¿Hay una oscura conspiración? ¿Tuvo lugar una reunión cupular entre los amos del universo (Tom Wolfe dixit) y se decidieron ahí las cosas? ¿Se elaboró en algún momento un maquiavélico plan para sojuzgar a los ciudadanos y nulificar sus voluntades?
Estas interrogantes surgirían al ver que una nación está confrontando, justamente, la intervención de fuerzas extrañas para desestabilizarla y hacerla cambiar de rumbo. Pero en estas líneas no se trata de eso, sino de lo que pareciera otra maquinación –de alcances globales— para edificar sociedades de individuos aislados y solitarios.
El escenario de personas ensimismadas en las pantallas de sus artilugios electrónicos es ya parte de nuestro paisaje y nos hemos encontrado, muchos de nosotros, con una familia, sentada al lado en el restaurante, que no cruza palabra alguna, cada quien pulsando las teclas de su teléfono celular en estado de alerta permanente.
Hablar, conversar, intercambiar ideas, es algo consustancialmente saludable. Percibir al otro como una presencia real –con ideas y opiniones— y no como un emisario lejano que publica en Facebook las viandas que se embuchó en la taberna de moda o los presuntos logros de los que necesita alardear, es estar de verdad en el mundo, es vivir la vida y experimentar, de primera mano, la poderosa inmediatez de las cosas.
Lo otro, lo de interesarse en sucesos remotos que en realidad deberían de sernos perfectamente prescindibles en lo poco que afectan nuestro destino, es una realidad alterna transmitida simplemente por aparatos.
Nos facilitan, esos instrumentos, otra forma de inmediatez, mucho más pedestre y desechable: la de enterarnos al instante de toda suerte de acaecimientos, chismes, rumores e informaciones. Se cancela ahí, sin embargo, la esperanzadora –e intensa— vivencia de estar a la expectativa de algo, de esperar que lo deseado acontezca en un futuro no demasiado lejano pero lo suficientemente inalcanzable, por ahora, como para despertar en nosotros ilusiones y ensueños.
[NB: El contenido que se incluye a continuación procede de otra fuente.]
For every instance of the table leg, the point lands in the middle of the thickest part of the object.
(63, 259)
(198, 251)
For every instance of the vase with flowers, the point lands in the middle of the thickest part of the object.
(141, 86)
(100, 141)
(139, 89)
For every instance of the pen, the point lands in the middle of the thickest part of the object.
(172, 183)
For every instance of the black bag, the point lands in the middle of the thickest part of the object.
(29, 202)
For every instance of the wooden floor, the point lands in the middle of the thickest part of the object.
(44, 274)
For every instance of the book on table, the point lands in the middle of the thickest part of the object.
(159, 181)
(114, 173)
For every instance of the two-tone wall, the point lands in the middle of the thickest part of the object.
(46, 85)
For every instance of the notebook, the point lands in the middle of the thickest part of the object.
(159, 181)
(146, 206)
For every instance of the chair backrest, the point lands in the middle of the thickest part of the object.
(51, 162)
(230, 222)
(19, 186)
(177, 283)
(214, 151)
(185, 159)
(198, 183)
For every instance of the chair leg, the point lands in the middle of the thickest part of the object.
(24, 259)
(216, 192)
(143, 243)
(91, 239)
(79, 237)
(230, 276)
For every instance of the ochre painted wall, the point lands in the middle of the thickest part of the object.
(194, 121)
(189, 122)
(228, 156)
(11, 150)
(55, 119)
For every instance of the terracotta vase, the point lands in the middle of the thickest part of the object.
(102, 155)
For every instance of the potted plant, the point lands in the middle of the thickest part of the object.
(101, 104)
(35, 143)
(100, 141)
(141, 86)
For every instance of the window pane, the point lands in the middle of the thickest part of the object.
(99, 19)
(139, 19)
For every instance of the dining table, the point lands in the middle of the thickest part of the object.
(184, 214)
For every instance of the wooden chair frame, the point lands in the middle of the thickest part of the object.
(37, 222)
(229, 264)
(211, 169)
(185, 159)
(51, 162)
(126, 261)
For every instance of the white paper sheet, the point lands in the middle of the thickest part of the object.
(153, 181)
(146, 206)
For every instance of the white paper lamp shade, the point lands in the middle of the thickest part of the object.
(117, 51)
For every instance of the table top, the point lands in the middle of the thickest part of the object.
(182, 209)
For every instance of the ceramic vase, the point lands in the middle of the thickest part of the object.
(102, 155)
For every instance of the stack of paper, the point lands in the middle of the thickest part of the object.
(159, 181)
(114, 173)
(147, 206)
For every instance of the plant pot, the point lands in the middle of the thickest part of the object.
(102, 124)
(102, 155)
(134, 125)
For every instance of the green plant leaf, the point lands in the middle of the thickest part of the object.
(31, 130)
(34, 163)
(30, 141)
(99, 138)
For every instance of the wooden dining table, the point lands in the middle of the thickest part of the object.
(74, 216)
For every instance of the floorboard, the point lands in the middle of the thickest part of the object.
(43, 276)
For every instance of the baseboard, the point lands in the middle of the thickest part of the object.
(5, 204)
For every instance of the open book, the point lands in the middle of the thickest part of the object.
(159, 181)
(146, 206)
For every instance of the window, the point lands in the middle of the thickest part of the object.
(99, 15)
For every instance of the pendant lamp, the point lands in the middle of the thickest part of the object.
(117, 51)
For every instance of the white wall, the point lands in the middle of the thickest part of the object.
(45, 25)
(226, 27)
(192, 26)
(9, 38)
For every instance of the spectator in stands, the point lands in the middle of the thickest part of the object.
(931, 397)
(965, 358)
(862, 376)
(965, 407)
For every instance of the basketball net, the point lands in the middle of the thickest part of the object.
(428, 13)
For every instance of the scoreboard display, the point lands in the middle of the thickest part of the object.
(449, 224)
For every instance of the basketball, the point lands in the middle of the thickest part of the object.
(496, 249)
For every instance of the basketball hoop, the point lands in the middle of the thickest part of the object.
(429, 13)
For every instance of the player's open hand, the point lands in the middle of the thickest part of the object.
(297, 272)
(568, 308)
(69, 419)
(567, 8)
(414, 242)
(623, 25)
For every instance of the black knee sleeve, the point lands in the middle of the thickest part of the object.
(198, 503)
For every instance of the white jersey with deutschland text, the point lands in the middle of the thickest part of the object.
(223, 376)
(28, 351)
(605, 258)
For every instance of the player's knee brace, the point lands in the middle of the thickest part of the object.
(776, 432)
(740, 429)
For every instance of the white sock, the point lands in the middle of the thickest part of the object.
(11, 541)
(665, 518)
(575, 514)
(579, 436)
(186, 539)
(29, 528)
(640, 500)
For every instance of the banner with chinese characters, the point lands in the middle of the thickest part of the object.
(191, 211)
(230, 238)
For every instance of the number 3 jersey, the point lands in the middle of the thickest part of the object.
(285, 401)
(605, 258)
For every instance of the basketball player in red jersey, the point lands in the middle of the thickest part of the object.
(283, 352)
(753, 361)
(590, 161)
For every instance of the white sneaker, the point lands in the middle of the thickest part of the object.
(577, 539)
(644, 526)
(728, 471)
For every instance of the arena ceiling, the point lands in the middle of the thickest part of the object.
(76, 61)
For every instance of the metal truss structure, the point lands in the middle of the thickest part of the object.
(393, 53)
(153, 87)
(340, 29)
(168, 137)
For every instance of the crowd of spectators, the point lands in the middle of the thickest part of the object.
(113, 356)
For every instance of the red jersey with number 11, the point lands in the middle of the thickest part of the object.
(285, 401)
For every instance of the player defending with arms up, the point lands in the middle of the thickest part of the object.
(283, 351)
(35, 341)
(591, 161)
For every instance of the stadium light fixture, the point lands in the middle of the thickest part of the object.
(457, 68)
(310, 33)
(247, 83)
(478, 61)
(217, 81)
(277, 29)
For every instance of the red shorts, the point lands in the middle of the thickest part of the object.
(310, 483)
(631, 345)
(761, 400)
Buscamos, paradójicamente, esa gratificación instantánea sin saber que estar al acecho es también recorrer un camino y que esa travesía es, en sí misma, una gran experiencia.
Pero los artefactos a los que nos hemos aficionado son precisamente los que nos llevan a exigir caprichosamente que todo nos sea brindado sin el menor retraso ni dilación alguna. La divisa de los dispositivos es precisamente ésa, la de la rapidez, y cada vez que sale al mercado una nueva máquina se proclama que sus procesadores y microchips funcionan más velozmente.
Nos hemos vuelto, entonces, fanatizados consumidores de lo instantáneo y la fugaz gratificación que encontramos en ello nos ha llevado, a su vez, a convertirnos en auténticos adictos a los contenidos que nos ofrecen las pantallas.
El ruido, ensordecedor y embrutecedor, es parte de esta posible conspiración. Ya hablaremos de eso en el siguiente artículo.